My smile is forced and crazy, like a driver who has been pulled over by a cop and is hiding crack in the trunk. My hair is flat. My nose looks like a zucchini and what the eff is going on with my neck?! It is a representation less like I imagined and more deserving of a full on Jimmy Fallon, Sara with no h, ‘Ew!’
So, if our perceptions of ourselves are sometimes overly fly, a teeny bit self aggrandized or just plain delusional, how can we truly know who the hell we are?
Does the answer lie with our loved ones? I imagine that those who perceive me on a daily basis, who I perceive to be the most perceptive, are the ones who might perceive me best.
I decide to investigate. To wit:
MY CAT: I am opener of the food can, the provider of black clothes over which one can reverently sprawl and shed copious amounts of hair. When Mittens perceives that I’m distracted, aggressively cursing and plucking white fur tufts from my cashmere, I perceive he is purring…Yoouu’rrrre welcommmmme.
MY DOG: I am holder of the leash, liaison to grass, trees and nirvana inducing repositories. I am dispenser of belly rubs, a magician who disappears for what is certainly many thousands of hours and then re-appears looking exactly the same. I am also opener of the can.

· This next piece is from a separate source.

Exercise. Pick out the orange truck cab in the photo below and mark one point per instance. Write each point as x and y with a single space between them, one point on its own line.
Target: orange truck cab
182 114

MY HUSBAND: I am the romantic partner but also nasty chore Nazi and the most annoying person ever (capable of instantaneously transforming into the most delightful person ever). I am emissary of domestic routines, provider of nourishment (opener of the can and aficionado of take out pad thai). I am the best thing he ever did, if he perceives what’s good for him.
MY CHILDREN: I am the Uber service, as well as provider of essentials purchases from Forever 21, Etsy and smartphone technologies. I am an accidental genetic collision, a sometimes mentally unbalanced nudge who, although loving, wields unfair control of the metaphorical can and all contents within, until the age of never.
MY PARENTS: I am…not quite what they expected. But perception, shmaception. They want to know why I care what other people think.
MY FRIENDS: I am an endearing neurotic who worries about work, jiggly thighs in shorts, (die, set point, die!) the diminishing quality of pad thai and humankind’s impending Armageddon. I am annoying, but caring, sincere and even a little funny.
All told, it might be safe to assume that perceptions are subject to the unreliable eyes of the beholder. Who perceives you?